Aufseiten der Radiologen wurden die für die Befunderstellung nötigen Funktionen digitales Diktat und Spracherkennung tief integriert. Diese hat den Befund-Workflow noch einmal deutlich beschleunigt, wie Prof. Cavallaro betont: „Früher haben die Assistenten sich die Bilder erst zusammen mit dem Oberarzt angesehen und dann diktiert. Dank integrierter Spracherkennung diktieren die Assistenten heute sofort." Das bedeutet, dass die Befunde an normalen Tagen innerhalb von maximal anderthalb Stunden bei den anfordernden Ärzten sind.

Fast von selbst versteht sich die PACS-Integration. „Das Wichtige dabei ist, dass die Integration bidirektional ist", so Prof. Cavallaro. In der Standardein­stellung ist der Workflow RIS-getrieben, das heißt, das PACS wird über das RIS angetriggert. „Wir können das aber von jetzt auf gleich umdrehen, wenn es nötig sein sollte." Das RIS über das PACS anzusteuern, kann unter anderem bei mobilen Einheiten Sinn machen, wenn Ärzte sich die Bilder schon einmal ansehen wollen, der Patient aber beispielsweise im System noch nicht fertig angelegt ist.

Blick in die Zukunft: Mobiler Zugriff und Betreibermodell?

„Insgesamt muss man klar sagen, dass das keine Standard-RIS-Einführung war. Ein so großes und integriertes Projekt hat nur dann Erfolg, wenn der Hersteller viel Erfahrung mitbringt und seine geballte Fachkompetenz einbringt", betont Kauer. Als abgeschlossenes Projekt betrachten die Erlanger ihre RIS-Installation keineswegs. Nach der Einbeziehung der Strahlentherapie könnten irgendwann die Kardiologen, vielleicht sogar die Pathologen von dem integrierten Ansatz überzeugt werden.
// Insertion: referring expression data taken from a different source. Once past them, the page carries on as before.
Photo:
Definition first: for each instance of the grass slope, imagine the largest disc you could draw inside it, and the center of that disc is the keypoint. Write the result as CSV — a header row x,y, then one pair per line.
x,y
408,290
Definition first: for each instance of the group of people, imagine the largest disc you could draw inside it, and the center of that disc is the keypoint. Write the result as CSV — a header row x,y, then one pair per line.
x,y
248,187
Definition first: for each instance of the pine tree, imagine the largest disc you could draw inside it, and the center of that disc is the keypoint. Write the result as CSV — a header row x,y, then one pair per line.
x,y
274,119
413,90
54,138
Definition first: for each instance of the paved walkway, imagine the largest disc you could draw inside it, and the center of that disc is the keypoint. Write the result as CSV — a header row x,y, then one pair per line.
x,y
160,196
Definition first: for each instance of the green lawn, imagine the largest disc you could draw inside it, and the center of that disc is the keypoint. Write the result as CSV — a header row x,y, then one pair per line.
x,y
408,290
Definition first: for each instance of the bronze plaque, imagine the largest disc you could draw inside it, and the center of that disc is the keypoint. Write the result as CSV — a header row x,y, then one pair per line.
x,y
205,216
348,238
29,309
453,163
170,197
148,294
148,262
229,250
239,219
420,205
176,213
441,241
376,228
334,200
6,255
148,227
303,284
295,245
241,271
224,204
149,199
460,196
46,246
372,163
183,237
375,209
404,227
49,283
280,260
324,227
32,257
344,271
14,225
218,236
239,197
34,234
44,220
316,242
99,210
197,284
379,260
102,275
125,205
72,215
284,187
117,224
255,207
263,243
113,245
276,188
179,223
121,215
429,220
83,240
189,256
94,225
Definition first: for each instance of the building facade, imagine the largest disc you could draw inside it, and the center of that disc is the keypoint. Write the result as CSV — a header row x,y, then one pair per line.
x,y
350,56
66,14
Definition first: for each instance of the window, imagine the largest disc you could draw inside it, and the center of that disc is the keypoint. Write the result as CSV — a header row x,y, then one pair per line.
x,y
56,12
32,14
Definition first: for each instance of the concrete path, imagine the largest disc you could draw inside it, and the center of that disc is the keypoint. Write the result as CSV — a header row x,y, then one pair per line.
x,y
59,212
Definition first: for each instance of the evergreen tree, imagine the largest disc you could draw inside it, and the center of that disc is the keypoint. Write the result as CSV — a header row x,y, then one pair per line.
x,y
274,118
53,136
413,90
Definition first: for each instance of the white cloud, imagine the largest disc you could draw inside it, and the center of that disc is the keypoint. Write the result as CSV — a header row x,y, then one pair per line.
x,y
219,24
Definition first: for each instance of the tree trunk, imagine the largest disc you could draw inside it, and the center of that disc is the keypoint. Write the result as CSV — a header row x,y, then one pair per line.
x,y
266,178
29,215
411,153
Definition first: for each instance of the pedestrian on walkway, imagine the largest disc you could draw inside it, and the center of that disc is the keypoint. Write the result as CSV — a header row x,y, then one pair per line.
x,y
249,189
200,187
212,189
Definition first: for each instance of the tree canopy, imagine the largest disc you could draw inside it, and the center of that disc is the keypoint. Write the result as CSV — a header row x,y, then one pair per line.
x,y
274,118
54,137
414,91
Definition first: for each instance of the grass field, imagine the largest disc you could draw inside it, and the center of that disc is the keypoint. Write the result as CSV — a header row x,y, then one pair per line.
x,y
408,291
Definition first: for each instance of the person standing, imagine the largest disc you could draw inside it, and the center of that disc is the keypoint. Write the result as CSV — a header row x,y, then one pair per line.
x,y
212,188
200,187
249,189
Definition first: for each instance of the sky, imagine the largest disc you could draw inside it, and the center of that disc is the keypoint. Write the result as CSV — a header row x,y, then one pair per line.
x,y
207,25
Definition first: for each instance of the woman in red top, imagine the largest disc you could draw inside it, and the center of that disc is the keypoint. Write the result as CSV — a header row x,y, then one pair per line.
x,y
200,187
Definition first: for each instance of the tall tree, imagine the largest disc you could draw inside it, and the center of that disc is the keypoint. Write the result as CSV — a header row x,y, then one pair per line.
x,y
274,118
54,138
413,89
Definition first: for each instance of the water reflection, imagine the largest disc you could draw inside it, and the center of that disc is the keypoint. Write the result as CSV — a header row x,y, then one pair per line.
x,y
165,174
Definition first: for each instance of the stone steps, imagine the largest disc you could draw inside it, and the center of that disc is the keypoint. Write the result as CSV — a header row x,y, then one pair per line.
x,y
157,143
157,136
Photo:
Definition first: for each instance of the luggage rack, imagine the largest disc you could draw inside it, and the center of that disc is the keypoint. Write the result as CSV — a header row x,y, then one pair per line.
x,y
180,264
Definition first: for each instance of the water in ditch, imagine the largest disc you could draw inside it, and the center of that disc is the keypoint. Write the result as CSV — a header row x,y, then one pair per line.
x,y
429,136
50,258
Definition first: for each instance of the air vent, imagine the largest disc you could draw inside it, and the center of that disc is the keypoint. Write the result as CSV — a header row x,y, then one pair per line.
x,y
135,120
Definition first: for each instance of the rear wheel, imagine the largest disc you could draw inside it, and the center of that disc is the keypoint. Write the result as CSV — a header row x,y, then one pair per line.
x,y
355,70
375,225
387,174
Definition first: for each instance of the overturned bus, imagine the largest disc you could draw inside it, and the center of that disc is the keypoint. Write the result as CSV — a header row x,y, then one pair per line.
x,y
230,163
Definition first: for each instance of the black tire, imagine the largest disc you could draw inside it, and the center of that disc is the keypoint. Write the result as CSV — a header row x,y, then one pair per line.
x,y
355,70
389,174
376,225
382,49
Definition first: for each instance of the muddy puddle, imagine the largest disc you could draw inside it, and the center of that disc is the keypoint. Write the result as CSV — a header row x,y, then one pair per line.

Dr. Kauer hat aber noch weitere Aktionsfelder: „Wie viele Kliniken interessieren wir uns für mobile Lösungen und haben bereits erste Erfahrungen mit Tablet-PCs für den mobilen Zugriff auf Radiologiedaten gesammelt." Auch der Umstieg auf Cloud-Technologie bzw.der Bezug des iSoft RIS im Betreibermodell könnte in Zukunft interessant werden. „Wir schauen uns das sehr genau an, wissen aber auch, dass die Datenschutzanforderungen an solche Konzepte gerade in Bayern sehr hoch sind", erörtert Dr. Kauer.